Marga se levantó y le dio un sentido abrazo. Después de tanto tiempo juntas, le había tomado cariño. Sabía que era una persona muy responsable.
—Bien, pues ahora a trabajar —dijo la jefa. Y con una sonrisa se despidieron ya fuera de la sala.
Esa misma tarde Nadia iba a ver a Albert Fiestas, a la peluquería más importante que su marca tenía en Madrid, en concreto en la calle Velázquez, donde además estaban sus oficinas, pero antes pasaría por la cafetería Mallorca a comprarse una palmera de chocolate. Eran su debilidad y las racionaba. Tenía la sensación de que los gramos de palmera se instalaban directamente en sus caderas, como si tuvieran un código, una instrucción, de dónde tenían que depositarse. Juanma le animaba a comerlas: decía que él sabía que no iban a las caderas sino a las tetas y que a él le parecía estupendo. Se depositaran donde se depositaran, solo las tomaba cuando se quería dar un homenaje o felicitarse por algo. Una buena costumbre que seguía poniendo en práctica desde que comenzó el programa de coaching. «Hay que celebrar los éxitos», decía Jaime.
Salía de Mallorca, deleitándose con el manjar recién adquirido, cuando vio en la acera de enfrente, entre dos coches aparcados en doble fila, al hombre de confianza de Albert: un mexicano bastante joven y bien parecido. Albert se lo había presentado en una de las pocas veces en que se habían encontrado en las oficinas. Por lo general se veían de pie en la peluquería, en una salita privada que tenía al lado una kitchenette, o bien se iban a desayunar al Embassy, en la calle Ayala esquina con Castellana. En aquella ocasión le dijeron que el jefe la esperaba en su despacho, y cuando llegó, el mexicano salía.

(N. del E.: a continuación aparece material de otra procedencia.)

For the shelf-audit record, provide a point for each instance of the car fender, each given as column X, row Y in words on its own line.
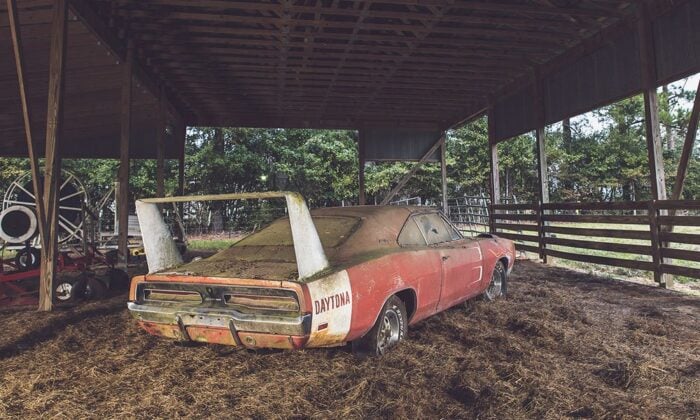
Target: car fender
column 332, row 303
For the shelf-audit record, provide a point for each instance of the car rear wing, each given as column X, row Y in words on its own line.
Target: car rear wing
column 162, row 253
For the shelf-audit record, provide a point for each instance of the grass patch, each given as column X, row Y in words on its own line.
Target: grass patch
column 211, row 244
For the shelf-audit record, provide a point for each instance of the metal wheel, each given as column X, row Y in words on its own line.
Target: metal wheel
column 390, row 331
column 63, row 292
column 498, row 278
column 387, row 332
column 72, row 197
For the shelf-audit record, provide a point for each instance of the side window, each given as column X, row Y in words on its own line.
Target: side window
column 454, row 233
column 435, row 229
column 410, row 234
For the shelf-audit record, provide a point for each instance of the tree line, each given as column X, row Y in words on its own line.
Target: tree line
column 602, row 157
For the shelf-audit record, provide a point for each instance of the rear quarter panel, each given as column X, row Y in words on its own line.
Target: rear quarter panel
column 373, row 282
column 494, row 250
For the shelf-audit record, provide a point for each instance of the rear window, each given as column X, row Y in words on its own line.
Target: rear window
column 333, row 231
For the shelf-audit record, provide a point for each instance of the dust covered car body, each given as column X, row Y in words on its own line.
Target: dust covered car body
column 386, row 268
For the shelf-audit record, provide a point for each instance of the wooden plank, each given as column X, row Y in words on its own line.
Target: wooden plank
column 603, row 233
column 160, row 144
column 657, row 175
column 677, row 270
column 402, row 182
column 528, row 248
column 680, row 220
column 600, row 246
column 687, row 148
column 541, row 149
column 443, row 176
column 656, row 243
column 494, row 175
column 681, row 254
column 622, row 205
column 124, row 159
column 504, row 216
column 523, row 206
column 52, row 157
column 594, row 259
column 678, row 204
column 684, row 238
column 95, row 24
column 515, row 227
column 26, row 118
column 627, row 220
column 518, row 237
column 361, row 152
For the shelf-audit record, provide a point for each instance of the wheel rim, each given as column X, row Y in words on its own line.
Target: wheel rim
column 494, row 289
column 64, row 291
column 389, row 332
column 72, row 198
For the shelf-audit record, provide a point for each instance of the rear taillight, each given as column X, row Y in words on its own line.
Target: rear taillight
column 251, row 302
column 176, row 296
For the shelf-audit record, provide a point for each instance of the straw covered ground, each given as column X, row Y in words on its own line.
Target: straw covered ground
column 563, row 344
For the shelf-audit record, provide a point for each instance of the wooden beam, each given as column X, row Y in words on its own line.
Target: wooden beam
column 542, row 175
column 402, row 182
column 657, row 175
column 495, row 184
column 443, row 176
column 33, row 160
column 688, row 145
column 160, row 145
column 361, row 170
column 94, row 23
column 52, row 170
column 124, row 159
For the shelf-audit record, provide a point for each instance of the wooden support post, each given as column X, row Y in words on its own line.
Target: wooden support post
column 180, row 136
column 33, row 160
column 542, row 176
column 124, row 159
column 688, row 145
column 362, row 196
column 402, row 182
column 160, row 145
column 543, row 187
column 495, row 184
column 443, row 176
column 657, row 174
column 52, row 170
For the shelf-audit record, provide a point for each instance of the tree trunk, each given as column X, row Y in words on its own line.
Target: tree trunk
column 670, row 139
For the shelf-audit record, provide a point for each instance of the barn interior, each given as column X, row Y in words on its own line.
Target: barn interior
column 124, row 79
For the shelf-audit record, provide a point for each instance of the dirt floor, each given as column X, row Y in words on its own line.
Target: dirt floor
column 563, row 344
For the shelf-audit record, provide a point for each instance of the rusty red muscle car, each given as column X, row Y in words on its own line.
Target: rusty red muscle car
column 381, row 269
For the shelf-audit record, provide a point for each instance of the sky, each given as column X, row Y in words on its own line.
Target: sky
column 590, row 123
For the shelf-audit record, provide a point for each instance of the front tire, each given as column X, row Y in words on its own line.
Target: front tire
column 497, row 284
column 387, row 332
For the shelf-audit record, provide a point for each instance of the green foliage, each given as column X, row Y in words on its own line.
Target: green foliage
column 604, row 158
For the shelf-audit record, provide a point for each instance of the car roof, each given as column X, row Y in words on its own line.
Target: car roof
column 379, row 228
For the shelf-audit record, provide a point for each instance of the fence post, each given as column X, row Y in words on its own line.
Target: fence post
column 655, row 242
column 540, row 231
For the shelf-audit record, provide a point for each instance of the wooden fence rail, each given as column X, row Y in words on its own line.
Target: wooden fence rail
column 643, row 233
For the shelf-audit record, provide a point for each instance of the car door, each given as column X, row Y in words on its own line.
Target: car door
column 461, row 268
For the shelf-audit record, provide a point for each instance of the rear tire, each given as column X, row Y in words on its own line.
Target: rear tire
column 90, row 288
column 28, row 258
column 118, row 279
column 497, row 283
column 64, row 290
column 387, row 332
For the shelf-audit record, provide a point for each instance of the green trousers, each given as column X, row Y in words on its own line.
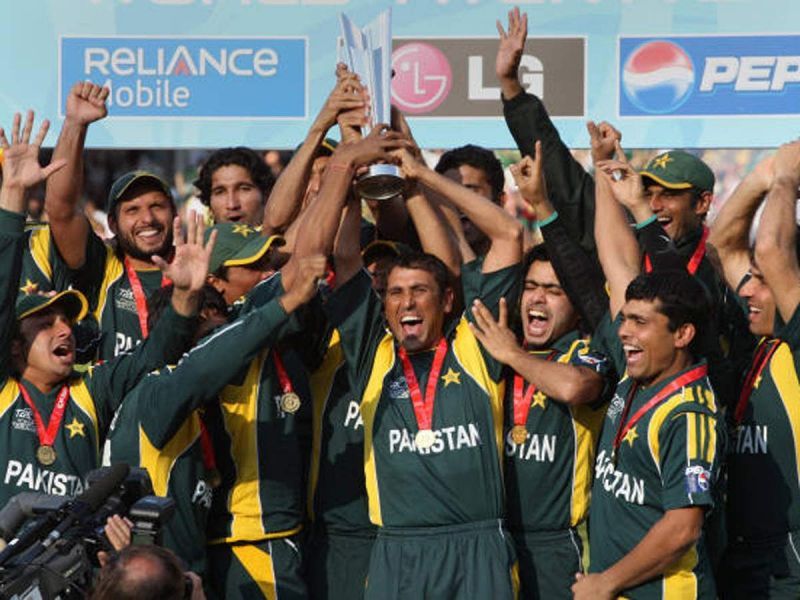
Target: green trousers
column 473, row 560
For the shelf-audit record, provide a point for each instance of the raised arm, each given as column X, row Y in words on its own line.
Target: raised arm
column 776, row 250
column 617, row 247
column 70, row 229
column 285, row 199
column 730, row 231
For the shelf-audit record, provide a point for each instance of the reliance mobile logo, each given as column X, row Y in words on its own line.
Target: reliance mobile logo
column 658, row 77
column 709, row 76
column 191, row 77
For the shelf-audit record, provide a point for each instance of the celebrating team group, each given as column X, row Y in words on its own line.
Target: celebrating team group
column 425, row 403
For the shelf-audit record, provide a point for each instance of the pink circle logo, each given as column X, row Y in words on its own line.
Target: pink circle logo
column 422, row 78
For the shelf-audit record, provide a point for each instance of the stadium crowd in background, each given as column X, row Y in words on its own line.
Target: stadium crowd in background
column 420, row 397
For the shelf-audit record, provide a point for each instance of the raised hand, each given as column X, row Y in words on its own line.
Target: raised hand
column 86, row 103
column 21, row 167
column 530, row 180
column 603, row 137
column 625, row 183
column 189, row 267
column 512, row 43
column 494, row 335
column 310, row 270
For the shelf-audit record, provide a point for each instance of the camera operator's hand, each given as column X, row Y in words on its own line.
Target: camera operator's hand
column 118, row 531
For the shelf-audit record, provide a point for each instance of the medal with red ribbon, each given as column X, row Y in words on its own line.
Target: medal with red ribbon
column 45, row 453
column 522, row 405
column 626, row 425
column 423, row 407
column 694, row 261
column 139, row 296
column 290, row 401
column 766, row 348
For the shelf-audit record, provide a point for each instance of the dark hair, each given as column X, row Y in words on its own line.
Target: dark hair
column 680, row 297
column 246, row 158
column 478, row 158
column 158, row 301
column 165, row 579
column 423, row 262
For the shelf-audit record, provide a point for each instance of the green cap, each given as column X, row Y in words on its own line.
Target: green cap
column 123, row 184
column 239, row 245
column 679, row 170
column 72, row 302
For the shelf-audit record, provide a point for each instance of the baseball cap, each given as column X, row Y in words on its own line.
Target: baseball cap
column 124, row 183
column 72, row 302
column 239, row 245
column 679, row 170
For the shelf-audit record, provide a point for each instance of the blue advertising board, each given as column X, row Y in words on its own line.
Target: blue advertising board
column 211, row 73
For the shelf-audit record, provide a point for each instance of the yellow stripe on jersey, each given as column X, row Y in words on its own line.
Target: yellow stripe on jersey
column 321, row 382
column 39, row 246
column 259, row 566
column 239, row 405
column 79, row 393
column 680, row 582
column 468, row 354
column 112, row 272
column 784, row 374
column 8, row 395
column 160, row 461
column 383, row 363
column 654, row 427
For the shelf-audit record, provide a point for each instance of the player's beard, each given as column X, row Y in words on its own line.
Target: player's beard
column 128, row 247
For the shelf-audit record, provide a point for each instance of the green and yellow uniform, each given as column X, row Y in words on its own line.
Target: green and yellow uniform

Albert torció el gesto al verse obligado a presentarlos. Ahora Nadia no recordaba su nombre, pero sí lo elegante, bien vestido y guapo que era, y que Albert lo presentó como su mano derecha. El otro se limitó a sonreír aceptando el elogio y a darle la mano con un protocolario «encantado, señorita».
Enfrente de Mallorca, el Mexicano cogió lo que parecía una bolsa de viaje de manos de un tipo calvo vestido muy informal. Se miraron a la cara, intercambiaron unas palabras y, sin darse la mano, cada uno se introdujo en su coche. El Mexicano cerraba la puerta de su deportivo cuando vio a Nadia y por un momento sus miradas se cruzaron, aunque apartó la vista al segundo y puso el motor en marcha. El coche ronroneó antes de enfilar la calle Velázquez.
«No me habrá reconocido», pensó Nadia.
No le dio mayor importancia. Ella, a lo suyo: quería ver a Albert y proponerle la visita que le había prometido a Jaime.